I would go with the IT field. There is no "same thing everday" if you progess through the industry. Yes, some people are content with just doing say help desk type jobs. But, for someone that really is into the industry there are so many other avenues one can take such as Engineer, Information Assurance, etc. In those fields change is daily.

Not sure if in retail you can guarantee pay, but in IT depending on where you work the money is always going to be there. Obviously the more certs/education you have the more profitable you are and marketable. 

The industry is endless in opportunity if you know where to look.


----------



## itjobsinusa (Sep 18, 2010)

I think that doing what you love most is the way to go. 
However, there are other consideration when making the decision because in most cases, you may choose what you love doing but run into a hitch along the line. 
There seem to be more job opportunities in support than computer retail. However, top retail/managers go home with big paycheck.

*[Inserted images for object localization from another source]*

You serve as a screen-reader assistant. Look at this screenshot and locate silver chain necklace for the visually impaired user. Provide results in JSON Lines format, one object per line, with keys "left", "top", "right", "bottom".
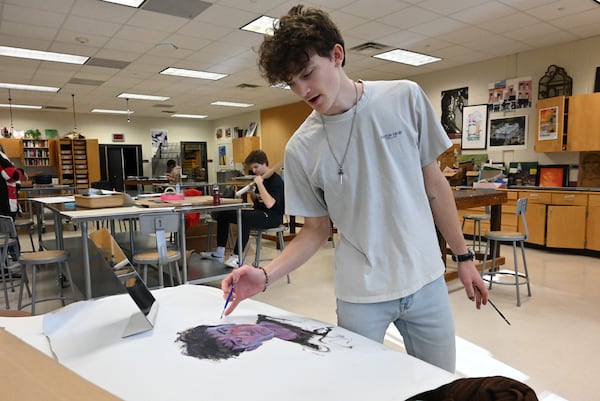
{"left": 321, "top": 82, "right": 358, "bottom": 185}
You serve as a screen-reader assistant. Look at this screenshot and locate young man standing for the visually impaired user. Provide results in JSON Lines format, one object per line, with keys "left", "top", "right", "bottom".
{"left": 220, "top": 5, "right": 487, "bottom": 373}
{"left": 202, "top": 150, "right": 284, "bottom": 268}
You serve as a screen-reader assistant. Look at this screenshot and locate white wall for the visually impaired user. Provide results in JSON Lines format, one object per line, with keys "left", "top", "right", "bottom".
{"left": 0, "top": 108, "right": 260, "bottom": 183}
{"left": 410, "top": 34, "right": 600, "bottom": 172}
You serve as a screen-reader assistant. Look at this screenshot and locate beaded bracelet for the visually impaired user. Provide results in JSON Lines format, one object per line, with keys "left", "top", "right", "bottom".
{"left": 257, "top": 266, "right": 269, "bottom": 292}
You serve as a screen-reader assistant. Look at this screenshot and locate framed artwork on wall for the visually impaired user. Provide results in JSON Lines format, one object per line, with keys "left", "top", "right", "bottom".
{"left": 538, "top": 106, "right": 559, "bottom": 141}
{"left": 488, "top": 115, "right": 527, "bottom": 150}
{"left": 537, "top": 165, "right": 569, "bottom": 187}
{"left": 461, "top": 104, "right": 488, "bottom": 150}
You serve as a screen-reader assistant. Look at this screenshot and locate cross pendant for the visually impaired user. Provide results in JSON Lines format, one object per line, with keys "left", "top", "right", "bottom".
{"left": 338, "top": 167, "right": 343, "bottom": 185}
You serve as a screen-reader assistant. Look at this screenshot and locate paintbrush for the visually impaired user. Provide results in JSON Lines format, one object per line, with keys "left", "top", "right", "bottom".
{"left": 476, "top": 286, "right": 511, "bottom": 326}
{"left": 220, "top": 241, "right": 252, "bottom": 319}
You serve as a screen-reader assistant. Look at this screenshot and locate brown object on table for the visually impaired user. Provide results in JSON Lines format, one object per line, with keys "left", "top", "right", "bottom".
{"left": 578, "top": 151, "right": 600, "bottom": 187}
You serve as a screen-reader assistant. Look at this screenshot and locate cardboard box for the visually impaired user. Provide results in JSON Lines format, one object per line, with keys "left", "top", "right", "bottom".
{"left": 75, "top": 194, "right": 125, "bottom": 208}
{"left": 0, "top": 328, "right": 121, "bottom": 401}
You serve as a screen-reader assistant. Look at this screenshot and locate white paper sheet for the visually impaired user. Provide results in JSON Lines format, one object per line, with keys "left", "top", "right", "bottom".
{"left": 40, "top": 285, "right": 455, "bottom": 401}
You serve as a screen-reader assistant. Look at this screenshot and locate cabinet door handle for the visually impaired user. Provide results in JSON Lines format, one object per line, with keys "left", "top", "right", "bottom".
{"left": 563, "top": 195, "right": 575, "bottom": 201}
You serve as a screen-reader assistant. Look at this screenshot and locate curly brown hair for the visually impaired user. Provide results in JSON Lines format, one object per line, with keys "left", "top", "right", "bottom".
{"left": 244, "top": 149, "right": 269, "bottom": 166}
{"left": 258, "top": 5, "right": 345, "bottom": 85}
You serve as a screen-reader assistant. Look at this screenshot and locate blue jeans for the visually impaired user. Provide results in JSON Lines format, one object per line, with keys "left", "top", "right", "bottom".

Nonetheless, technology changes so fast. Market trend is also very dynamic. PC repair/maintenance and sales is good but not very broad in scope. Having said that, you can try expanding your computer maintenance/support skills by delving into areas such as computer networking. That way, you will not be bored with same repetitive task. 
Computer networking is very broad in scope. It includes: WAN/LAN, wireless networking, windows, Unix/Linux, socket and port programming, data communications etc. 

Lastly, I think that you are on the right track. There are lots of job openings in Computer/tech support.

Just take your time and decide which one is good for you.


----------



## shotgn (Aug 10, 2008)

I always say, Do what you love and the money will follow (wish I would take my advise) lol


----------